Aaron Rodgers Has a Chance to Do the Funniest Thing Ever

As a writer and spokesperson for PurplePTSD, I swear, we are very close to being done bringing up Aaron Rodgers. I mean, so close, but not yet. However, this time, I promise it’s funny.
Yes, Aaron Rodgers wanted to come to Minnesota for a one-year run at the Lombardi while mentoring the future greatest of all time in J.J. McCarthy. Yes, Aaron Rodgers signed a one-year deal with the Pittsburgh Steelers to try to inject some credibility into the Steel City that they haven’t seen under Mike Tomlin since the final pieces of Bill Cowher’s team left or retired.

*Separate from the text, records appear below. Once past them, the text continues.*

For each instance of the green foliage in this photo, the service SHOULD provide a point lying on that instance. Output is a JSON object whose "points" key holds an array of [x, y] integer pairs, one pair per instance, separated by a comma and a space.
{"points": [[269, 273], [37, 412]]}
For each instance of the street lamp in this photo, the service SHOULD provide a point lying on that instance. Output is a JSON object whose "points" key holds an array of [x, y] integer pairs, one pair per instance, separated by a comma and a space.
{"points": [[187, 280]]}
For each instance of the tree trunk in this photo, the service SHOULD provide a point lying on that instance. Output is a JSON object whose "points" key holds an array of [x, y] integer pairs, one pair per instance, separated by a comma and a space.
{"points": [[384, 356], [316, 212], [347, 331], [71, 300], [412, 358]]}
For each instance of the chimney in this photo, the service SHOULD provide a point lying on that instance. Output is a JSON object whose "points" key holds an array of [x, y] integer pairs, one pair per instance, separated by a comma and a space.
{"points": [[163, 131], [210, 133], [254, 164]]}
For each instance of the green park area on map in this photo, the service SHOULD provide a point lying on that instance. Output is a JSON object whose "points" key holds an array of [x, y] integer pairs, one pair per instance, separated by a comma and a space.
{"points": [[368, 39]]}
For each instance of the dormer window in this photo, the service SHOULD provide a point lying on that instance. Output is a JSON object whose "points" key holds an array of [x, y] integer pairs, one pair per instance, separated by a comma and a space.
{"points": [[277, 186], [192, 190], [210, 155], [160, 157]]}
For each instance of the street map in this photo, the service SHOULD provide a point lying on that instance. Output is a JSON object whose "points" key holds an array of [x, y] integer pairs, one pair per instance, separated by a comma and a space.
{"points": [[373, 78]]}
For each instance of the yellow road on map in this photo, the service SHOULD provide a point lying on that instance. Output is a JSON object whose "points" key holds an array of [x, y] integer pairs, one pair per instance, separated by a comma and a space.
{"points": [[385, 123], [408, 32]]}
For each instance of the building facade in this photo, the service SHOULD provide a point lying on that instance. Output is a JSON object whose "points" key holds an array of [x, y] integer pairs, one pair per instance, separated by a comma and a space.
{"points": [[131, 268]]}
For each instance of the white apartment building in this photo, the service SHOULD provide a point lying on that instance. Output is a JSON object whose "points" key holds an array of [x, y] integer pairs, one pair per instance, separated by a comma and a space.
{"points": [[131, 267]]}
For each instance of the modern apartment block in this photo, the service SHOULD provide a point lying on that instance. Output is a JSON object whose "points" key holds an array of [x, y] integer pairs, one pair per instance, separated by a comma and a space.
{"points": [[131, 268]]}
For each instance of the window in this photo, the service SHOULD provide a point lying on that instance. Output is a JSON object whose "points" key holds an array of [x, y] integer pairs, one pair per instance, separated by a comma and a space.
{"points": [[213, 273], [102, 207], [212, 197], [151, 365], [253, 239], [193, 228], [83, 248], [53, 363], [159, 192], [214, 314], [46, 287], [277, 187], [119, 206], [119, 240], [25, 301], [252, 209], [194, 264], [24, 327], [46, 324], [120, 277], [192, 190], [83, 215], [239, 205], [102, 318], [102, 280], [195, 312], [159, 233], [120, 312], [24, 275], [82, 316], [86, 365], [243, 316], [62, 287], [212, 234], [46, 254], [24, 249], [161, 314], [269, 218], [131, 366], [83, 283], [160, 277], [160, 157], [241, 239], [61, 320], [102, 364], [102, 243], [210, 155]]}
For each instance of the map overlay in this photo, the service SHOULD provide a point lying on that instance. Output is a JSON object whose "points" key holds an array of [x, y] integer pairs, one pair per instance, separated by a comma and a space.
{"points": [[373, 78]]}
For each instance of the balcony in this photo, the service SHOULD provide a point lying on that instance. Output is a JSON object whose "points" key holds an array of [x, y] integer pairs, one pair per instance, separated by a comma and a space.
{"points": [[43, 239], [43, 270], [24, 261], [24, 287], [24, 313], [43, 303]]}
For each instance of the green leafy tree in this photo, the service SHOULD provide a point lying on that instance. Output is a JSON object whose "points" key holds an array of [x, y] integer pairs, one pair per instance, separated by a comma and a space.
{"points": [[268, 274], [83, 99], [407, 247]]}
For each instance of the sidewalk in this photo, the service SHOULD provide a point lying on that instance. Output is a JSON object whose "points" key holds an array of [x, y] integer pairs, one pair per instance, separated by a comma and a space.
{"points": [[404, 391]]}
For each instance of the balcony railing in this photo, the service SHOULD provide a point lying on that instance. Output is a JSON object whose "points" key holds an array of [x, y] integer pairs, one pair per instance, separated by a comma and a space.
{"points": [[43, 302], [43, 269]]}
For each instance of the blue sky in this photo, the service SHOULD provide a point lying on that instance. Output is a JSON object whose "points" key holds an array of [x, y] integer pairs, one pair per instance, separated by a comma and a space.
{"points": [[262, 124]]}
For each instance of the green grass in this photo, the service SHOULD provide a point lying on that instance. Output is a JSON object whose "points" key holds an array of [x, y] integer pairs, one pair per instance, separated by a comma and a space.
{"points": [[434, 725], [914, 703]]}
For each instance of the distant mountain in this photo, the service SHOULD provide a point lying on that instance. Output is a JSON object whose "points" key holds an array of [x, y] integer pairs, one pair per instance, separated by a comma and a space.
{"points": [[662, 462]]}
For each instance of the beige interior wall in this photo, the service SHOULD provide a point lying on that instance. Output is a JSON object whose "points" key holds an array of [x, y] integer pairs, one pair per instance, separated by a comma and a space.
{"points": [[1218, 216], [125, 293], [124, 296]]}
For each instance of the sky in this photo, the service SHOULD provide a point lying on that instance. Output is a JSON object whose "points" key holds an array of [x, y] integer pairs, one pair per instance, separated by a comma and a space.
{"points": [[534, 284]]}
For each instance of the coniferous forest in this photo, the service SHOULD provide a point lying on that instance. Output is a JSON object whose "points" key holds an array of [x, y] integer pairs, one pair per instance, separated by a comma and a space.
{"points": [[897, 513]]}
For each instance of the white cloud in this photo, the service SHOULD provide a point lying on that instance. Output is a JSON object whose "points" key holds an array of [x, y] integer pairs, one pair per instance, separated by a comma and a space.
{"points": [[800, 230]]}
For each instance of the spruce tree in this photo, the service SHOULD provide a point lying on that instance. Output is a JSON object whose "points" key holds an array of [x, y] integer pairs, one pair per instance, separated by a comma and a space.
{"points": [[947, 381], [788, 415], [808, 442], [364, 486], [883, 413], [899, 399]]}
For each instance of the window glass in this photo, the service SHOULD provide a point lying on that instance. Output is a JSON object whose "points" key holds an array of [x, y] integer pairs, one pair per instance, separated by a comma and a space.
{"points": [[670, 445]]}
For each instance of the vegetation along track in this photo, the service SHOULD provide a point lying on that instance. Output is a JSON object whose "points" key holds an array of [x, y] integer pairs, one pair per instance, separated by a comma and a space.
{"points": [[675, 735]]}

Well, the opportunity has arisen for Aaron Rodgers to truly put his money where his mouth is (or at least was a handful of years ago): he could literally buy a minority stake in the Chicago Bears, and you could too!
You know what else Aaron has done? Owned the Chicago Bears. Well, at least, he said he did, so I guess I’ll believe him. He seems like a pretty truthful and up-front guy!
The Bears have, unfortunately, had some owners pass away over the last couple of years, with Virginia McCaskey passing away earlier this year and Andrew McKenna Sr. passing away in 2023. Ms. McCaskey, of course, is of the McCaskey family, who owns the large majority of the Chicago Bears organization. The late Mr. McKenna Sr. owned a minority stake of 2%, and that is exactly what is up for grabs to the highest bidder.

I’m not much of a math guy, but if the Bears franchise as a whole is worth $6.4 billion per Forbes, then that 2% stake should cost around $128 million. That’s approximately the same price as seven bacon cheeseburgers from Five Guys.
Considering Aaron Rodgers has a total career earnings of almost $382 million, and he likes to spend his free time in dark rooms doing absolutely nothing for days at a time, is it really crazy to think he could put together a group and purchase a piece of the franchise he already owns in spirit? No, probably not.
I’m sure he could get together with a group of about 30,000 Packers fans who have a stake in the Packers and have that special little certificate of ownership that makes them feel like they’re on the team and figure something out.

This totally seems like an Aaron Rodgers type of thing to do, and while he annoys me, I would have no choice but to respect the ever-living crap out of an absolute alpha power move like that. Saying it in the heat of battle is one thing, but then actually literally buying ownership in the franchise would be an all-time gotcha that may never be topped.
Break out the checkbook, Aaron. The city of Chicago needs its hero! The person they thought was their hero wanted to play for the Vikings…but then again, so did you.